There is no compatible wheel available for this version, but Pip could try to build it from source.
The package claims that building requires:
* a C compiler available as `gcc` on the command line
* the `freetype` library, which needs to be installed with
your system package manager or by following directions at
<url>
Please choose:
1. Try to build this package now
2. Stop all installation (and maybe try again later)
3. Look for an older version (including source distributions -
some of them could be easier to build locally)
4. Look for an older version, but only accept wheels
If the user chooses to look for an older version, including sdists, the prompt is repeated for each sdist found (until a wheel is found, building commences or the user cancels).
Similarly for ask-when-needed
:
Pip can't find any compatible wheels for `foo`, but could try to build version `1.2.3` from source.
The package claims that building requires:
* a C compiler available as `gcc` on the command line
* the `freetype` library, which needs to be installed with
your system package manager or by following directions at
<url>
Please choose:
1. Try to build this package now
2. Stop all installation (and maybe try again later)

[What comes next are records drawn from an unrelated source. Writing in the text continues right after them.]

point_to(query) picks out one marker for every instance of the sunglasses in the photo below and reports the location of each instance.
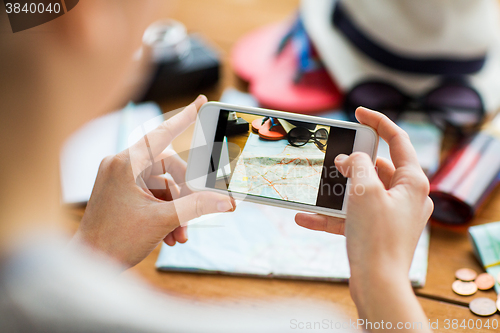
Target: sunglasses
(453, 103)
(300, 136)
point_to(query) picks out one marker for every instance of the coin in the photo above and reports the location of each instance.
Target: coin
(465, 274)
(464, 288)
(483, 306)
(485, 281)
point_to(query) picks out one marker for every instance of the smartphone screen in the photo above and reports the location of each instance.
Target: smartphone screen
(279, 159)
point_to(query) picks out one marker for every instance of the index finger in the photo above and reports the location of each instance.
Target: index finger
(401, 149)
(154, 143)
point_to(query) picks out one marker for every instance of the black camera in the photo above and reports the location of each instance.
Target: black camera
(182, 63)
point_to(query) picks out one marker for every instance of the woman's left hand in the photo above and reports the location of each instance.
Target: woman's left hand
(134, 206)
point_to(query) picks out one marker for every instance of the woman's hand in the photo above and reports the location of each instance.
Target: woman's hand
(134, 206)
(386, 214)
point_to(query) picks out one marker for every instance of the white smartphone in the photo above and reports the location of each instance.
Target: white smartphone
(275, 158)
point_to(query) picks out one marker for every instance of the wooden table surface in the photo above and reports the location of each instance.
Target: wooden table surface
(223, 22)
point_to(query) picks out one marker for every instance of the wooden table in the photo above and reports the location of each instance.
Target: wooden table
(223, 22)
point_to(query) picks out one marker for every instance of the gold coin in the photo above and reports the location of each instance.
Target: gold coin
(485, 281)
(464, 288)
(465, 274)
(483, 306)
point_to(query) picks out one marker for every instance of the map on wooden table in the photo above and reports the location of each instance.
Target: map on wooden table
(277, 170)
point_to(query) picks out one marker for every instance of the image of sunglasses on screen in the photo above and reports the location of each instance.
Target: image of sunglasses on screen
(453, 103)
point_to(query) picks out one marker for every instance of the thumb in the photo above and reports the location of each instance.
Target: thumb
(197, 204)
(359, 167)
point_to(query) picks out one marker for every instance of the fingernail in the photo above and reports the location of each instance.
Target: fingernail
(224, 206)
(340, 157)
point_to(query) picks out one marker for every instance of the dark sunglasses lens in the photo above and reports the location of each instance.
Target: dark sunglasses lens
(459, 106)
(377, 96)
(299, 136)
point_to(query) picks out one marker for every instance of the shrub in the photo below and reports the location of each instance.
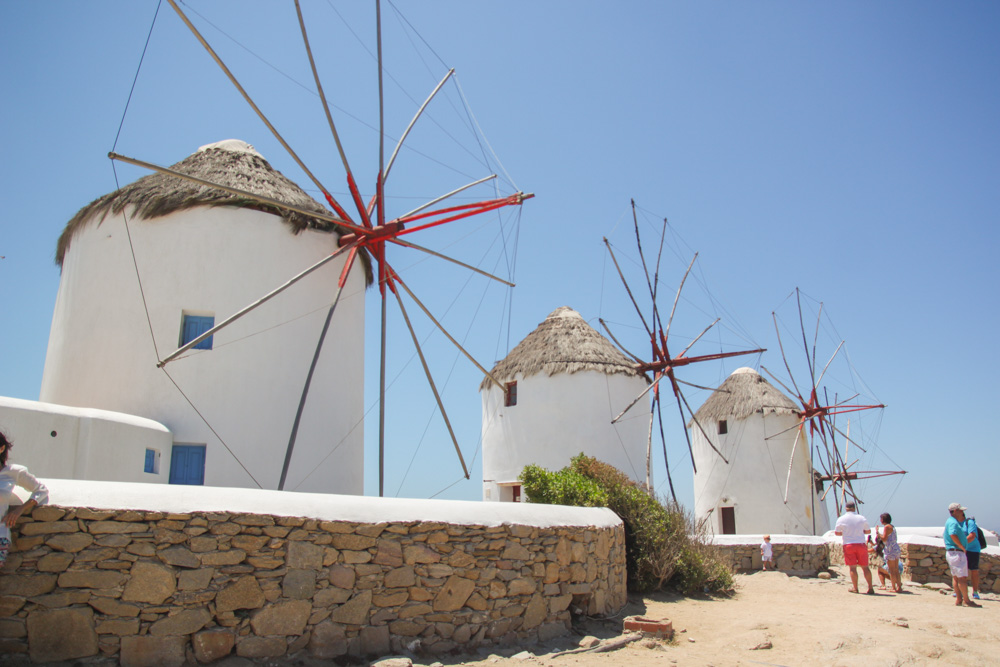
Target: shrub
(662, 549)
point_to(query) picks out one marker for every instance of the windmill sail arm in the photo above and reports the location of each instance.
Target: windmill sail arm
(249, 100)
(347, 224)
(448, 195)
(430, 381)
(460, 212)
(445, 332)
(420, 111)
(451, 259)
(267, 297)
(607, 330)
(628, 290)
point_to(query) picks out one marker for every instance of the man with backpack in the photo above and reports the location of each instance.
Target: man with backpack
(972, 551)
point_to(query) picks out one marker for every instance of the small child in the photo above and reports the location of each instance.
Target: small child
(767, 553)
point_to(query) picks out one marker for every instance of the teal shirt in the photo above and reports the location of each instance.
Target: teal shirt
(972, 529)
(953, 527)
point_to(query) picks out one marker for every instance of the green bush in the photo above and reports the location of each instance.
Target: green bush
(662, 549)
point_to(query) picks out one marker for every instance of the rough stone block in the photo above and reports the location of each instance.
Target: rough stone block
(375, 640)
(195, 580)
(328, 597)
(90, 579)
(549, 631)
(419, 553)
(328, 640)
(203, 544)
(253, 520)
(304, 556)
(118, 527)
(344, 577)
(185, 622)
(212, 645)
(393, 599)
(11, 628)
(299, 584)
(390, 552)
(407, 628)
(119, 627)
(400, 577)
(112, 607)
(454, 594)
(230, 557)
(146, 651)
(282, 618)
(149, 582)
(354, 557)
(54, 562)
(179, 557)
(27, 585)
(355, 611)
(522, 586)
(249, 543)
(261, 647)
(10, 605)
(61, 634)
(245, 593)
(48, 527)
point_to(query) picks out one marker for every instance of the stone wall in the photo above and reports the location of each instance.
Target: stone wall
(201, 585)
(790, 556)
(926, 563)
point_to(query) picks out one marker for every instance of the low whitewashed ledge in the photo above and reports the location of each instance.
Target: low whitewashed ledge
(930, 536)
(325, 507)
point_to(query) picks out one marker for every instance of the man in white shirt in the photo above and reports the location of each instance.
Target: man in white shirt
(853, 528)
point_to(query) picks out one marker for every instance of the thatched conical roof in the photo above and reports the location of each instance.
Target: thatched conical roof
(563, 343)
(233, 163)
(744, 393)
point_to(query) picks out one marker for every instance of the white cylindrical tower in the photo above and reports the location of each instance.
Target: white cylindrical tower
(566, 383)
(158, 262)
(755, 427)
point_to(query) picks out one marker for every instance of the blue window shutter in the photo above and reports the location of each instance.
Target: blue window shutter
(194, 326)
(187, 464)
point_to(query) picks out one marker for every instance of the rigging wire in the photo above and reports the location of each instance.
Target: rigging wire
(457, 354)
(135, 265)
(135, 79)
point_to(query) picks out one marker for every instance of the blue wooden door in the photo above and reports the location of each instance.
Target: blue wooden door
(194, 326)
(187, 464)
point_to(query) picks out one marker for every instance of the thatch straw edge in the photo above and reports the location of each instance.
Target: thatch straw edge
(563, 343)
(157, 195)
(744, 393)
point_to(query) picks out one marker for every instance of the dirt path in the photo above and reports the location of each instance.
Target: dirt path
(774, 619)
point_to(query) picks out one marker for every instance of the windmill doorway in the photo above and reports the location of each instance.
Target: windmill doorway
(728, 520)
(187, 464)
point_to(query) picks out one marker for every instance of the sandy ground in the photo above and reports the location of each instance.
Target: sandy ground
(774, 619)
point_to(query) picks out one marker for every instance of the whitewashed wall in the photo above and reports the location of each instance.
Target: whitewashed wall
(753, 482)
(83, 443)
(216, 261)
(556, 418)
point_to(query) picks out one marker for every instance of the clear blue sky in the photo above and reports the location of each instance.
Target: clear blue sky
(850, 149)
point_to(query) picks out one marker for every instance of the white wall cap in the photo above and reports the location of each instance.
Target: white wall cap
(92, 413)
(325, 507)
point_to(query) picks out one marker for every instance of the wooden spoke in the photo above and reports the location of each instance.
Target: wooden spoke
(627, 288)
(430, 380)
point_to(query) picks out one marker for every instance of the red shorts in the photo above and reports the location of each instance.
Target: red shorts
(856, 554)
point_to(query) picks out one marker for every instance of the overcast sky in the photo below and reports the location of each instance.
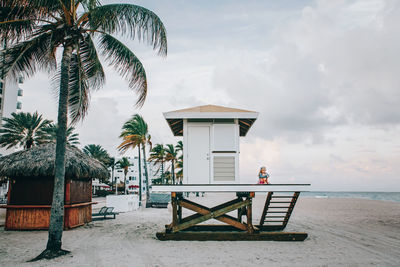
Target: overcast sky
(324, 76)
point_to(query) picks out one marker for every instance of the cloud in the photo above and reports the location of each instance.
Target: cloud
(322, 74)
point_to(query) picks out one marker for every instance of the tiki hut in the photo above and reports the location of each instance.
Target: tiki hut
(31, 174)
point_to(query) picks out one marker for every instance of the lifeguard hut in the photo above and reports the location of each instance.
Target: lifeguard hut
(211, 164)
(210, 142)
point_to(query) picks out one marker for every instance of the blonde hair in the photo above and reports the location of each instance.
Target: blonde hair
(261, 169)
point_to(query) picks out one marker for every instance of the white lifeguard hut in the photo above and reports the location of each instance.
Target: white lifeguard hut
(210, 142)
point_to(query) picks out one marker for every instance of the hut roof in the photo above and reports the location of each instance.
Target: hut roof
(38, 161)
(175, 118)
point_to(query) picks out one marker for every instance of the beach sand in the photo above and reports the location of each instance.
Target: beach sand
(350, 232)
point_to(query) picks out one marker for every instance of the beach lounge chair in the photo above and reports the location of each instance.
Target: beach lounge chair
(103, 214)
(158, 200)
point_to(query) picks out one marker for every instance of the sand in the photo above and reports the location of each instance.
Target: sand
(350, 232)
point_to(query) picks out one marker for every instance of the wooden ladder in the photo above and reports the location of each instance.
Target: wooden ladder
(276, 213)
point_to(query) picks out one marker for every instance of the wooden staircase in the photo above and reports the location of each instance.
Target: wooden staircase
(277, 211)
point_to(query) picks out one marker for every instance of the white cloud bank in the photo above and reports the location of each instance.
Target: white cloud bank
(323, 75)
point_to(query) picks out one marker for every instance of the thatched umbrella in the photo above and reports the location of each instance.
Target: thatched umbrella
(38, 161)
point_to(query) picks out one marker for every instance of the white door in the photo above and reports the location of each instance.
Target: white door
(198, 154)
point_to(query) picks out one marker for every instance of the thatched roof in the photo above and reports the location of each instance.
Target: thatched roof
(38, 161)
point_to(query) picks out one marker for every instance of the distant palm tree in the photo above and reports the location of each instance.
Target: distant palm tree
(135, 134)
(179, 161)
(157, 155)
(179, 146)
(124, 164)
(97, 152)
(111, 164)
(179, 167)
(51, 131)
(171, 156)
(23, 129)
(36, 29)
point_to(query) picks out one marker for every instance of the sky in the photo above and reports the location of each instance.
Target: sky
(324, 76)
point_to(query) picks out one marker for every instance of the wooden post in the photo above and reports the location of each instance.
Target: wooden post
(10, 181)
(174, 209)
(68, 192)
(250, 228)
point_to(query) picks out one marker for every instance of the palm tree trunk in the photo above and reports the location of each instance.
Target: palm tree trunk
(57, 207)
(173, 172)
(140, 178)
(125, 182)
(162, 172)
(146, 174)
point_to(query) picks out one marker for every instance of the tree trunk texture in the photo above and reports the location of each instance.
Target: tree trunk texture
(140, 178)
(53, 248)
(125, 181)
(146, 173)
(173, 172)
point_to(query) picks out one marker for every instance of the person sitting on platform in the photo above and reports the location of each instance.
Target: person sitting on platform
(263, 176)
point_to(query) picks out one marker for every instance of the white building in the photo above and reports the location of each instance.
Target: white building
(210, 142)
(132, 177)
(9, 101)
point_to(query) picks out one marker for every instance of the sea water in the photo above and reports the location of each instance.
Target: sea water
(385, 196)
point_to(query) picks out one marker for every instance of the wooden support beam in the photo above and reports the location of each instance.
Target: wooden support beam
(267, 202)
(217, 213)
(229, 236)
(249, 221)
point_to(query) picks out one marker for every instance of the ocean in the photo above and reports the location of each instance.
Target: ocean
(385, 196)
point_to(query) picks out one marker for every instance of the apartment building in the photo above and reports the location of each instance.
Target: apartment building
(10, 101)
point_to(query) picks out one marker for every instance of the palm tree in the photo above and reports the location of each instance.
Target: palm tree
(97, 152)
(135, 134)
(171, 156)
(179, 162)
(111, 164)
(51, 131)
(157, 155)
(23, 129)
(35, 30)
(124, 164)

3. Check the next most recent version, in case it's easier to build
4. For CI users
If the --no-input
option is provided, such that prompting isn’t possible, corresponding information should be logged. Under these conditions, Pip will try to build the package; so ask-when-newest
and ask-when-needed
are equivalent to when-newest
and when-needed
respectively.
A log message would be more technical - it could look something like:
Pip is attempting to build `foo==1.2.3` from source because a wheel couldn't be found that's compatible with both the platform and the arguments to Pip.

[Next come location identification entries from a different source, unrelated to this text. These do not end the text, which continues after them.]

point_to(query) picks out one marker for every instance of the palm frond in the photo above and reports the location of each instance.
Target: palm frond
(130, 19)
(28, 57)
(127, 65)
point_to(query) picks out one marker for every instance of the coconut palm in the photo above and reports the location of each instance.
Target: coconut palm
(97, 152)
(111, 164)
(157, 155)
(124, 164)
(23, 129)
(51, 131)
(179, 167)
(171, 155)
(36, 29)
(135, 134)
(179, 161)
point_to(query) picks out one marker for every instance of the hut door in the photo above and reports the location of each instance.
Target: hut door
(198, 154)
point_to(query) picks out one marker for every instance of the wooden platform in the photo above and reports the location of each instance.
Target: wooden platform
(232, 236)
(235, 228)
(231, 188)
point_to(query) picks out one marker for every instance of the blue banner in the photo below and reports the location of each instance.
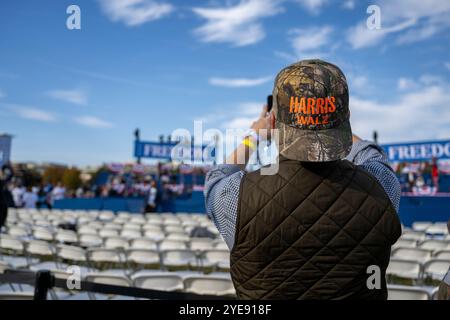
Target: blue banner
(173, 151)
(5, 148)
(418, 151)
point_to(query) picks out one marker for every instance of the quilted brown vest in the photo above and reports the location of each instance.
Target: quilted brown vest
(311, 231)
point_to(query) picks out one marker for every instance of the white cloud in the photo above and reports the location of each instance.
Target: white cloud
(416, 115)
(406, 84)
(312, 6)
(312, 42)
(238, 82)
(93, 122)
(33, 113)
(349, 4)
(239, 24)
(412, 20)
(360, 36)
(135, 12)
(71, 96)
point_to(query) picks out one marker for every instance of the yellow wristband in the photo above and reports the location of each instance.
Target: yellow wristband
(249, 143)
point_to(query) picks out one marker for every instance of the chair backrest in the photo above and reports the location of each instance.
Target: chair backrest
(209, 285)
(162, 282)
(407, 293)
(178, 236)
(16, 295)
(116, 243)
(38, 247)
(104, 233)
(436, 268)
(103, 255)
(421, 225)
(435, 245)
(404, 268)
(68, 236)
(131, 233)
(72, 253)
(142, 256)
(154, 235)
(172, 245)
(442, 254)
(217, 255)
(417, 254)
(16, 231)
(90, 240)
(43, 234)
(405, 243)
(10, 243)
(116, 280)
(182, 255)
(143, 243)
(413, 235)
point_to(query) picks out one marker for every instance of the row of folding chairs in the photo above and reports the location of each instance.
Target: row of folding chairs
(168, 282)
(420, 254)
(430, 227)
(400, 292)
(434, 269)
(429, 244)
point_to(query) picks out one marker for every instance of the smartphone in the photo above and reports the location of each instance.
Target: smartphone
(269, 103)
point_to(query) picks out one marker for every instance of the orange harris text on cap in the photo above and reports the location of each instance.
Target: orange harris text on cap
(312, 111)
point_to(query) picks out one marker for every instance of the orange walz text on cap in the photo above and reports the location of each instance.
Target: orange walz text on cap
(312, 111)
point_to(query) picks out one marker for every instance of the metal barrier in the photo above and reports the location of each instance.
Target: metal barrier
(44, 280)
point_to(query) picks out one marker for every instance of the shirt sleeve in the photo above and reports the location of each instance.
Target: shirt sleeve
(222, 186)
(372, 158)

The package claims that building requires:
* a C compiler available as `gcc` on the command line
* the `freetype` library, which needs to be installed with
your system package manager or by following directions at
<url>
If building fails, please adjust your install scripts appropriately, e.g. by disallowing this version in your requirements specifiers.

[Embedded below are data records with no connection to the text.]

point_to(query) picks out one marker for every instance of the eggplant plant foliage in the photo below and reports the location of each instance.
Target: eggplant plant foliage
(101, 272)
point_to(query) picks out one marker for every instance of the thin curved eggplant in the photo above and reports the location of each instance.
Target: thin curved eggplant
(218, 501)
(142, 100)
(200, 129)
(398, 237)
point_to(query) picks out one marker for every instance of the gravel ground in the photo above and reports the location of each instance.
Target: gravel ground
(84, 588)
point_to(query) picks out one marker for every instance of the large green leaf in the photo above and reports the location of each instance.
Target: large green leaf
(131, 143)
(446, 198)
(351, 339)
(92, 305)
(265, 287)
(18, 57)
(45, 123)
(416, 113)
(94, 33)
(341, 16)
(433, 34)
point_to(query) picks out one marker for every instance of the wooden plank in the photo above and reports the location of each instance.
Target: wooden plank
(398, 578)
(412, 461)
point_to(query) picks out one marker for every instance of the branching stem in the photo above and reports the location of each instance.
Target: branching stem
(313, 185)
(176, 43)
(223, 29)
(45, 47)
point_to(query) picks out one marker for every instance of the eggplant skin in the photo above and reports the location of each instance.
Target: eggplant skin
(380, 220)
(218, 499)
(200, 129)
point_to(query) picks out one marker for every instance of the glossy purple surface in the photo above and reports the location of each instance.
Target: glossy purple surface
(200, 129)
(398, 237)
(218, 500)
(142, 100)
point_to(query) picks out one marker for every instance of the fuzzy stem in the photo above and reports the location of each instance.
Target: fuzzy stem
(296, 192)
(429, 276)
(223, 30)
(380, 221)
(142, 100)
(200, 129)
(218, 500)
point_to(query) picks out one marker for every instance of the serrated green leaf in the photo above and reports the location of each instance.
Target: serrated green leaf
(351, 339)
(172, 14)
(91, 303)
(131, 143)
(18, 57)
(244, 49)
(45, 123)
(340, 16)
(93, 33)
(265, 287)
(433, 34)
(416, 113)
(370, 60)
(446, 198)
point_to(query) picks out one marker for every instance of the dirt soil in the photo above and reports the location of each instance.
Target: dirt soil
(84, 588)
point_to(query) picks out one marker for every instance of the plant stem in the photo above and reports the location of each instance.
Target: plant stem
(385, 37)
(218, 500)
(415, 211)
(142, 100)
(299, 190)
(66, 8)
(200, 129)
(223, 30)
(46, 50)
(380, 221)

To suppress this diagnostic in the future, please pass Pip an appropriate value for `--build-sdists STRATEGY` or `--build-sdist-for foo STRATEGY` as described in the Pip documentation.
5. Backwards compatibility concerns
For the purpose of prompting and logging, if no PEP 725 metadata is available, Pip should not assume that there are no special requirements to build the sdist, but instead that these requirements are unknown. (In a future where the specified dependencies can actually be fetched, of course, it would be reasonable for Pip to act as though there are no such dependencies, and allow the ancient legacy setup.py
to deliver the bad news.) If the PEP 725 metadata explicitly has empty values for build-requires
and host-requires
, of course, then there really aren’t any special requirements.
The practical, immediate effect is that if, say, foo
is a legacy project that uses setup.py
and only distributes an sdist despite being pure Python, the user will get a false-alarm warning that the project needs to be “built from source” with unknown system requirements. Users who disregard that warning will see the project install just as it did before, and that could well continue to be the case indefinitely.
If, on the other hand, foo
is one of these new giant AI libraries that depend on Torch and a bunch of other things, the same warning would be real, and disregarding it would lead to the same “help, what is subprocess-exited-with-error
” situation we have today - but at least the user was warned up front and got a decently clear explanation up front. And the packages would be able to add PEP 725 metadata to give a bit more clarity about what’s involved.
If it’s really desirable here to let the package authors give custom warnings here, I think that might be best implemented by extending PEP 725 to describe pseudo-dependencies (that are always considered “met” by whatever future resolver, but allow custom descriptions).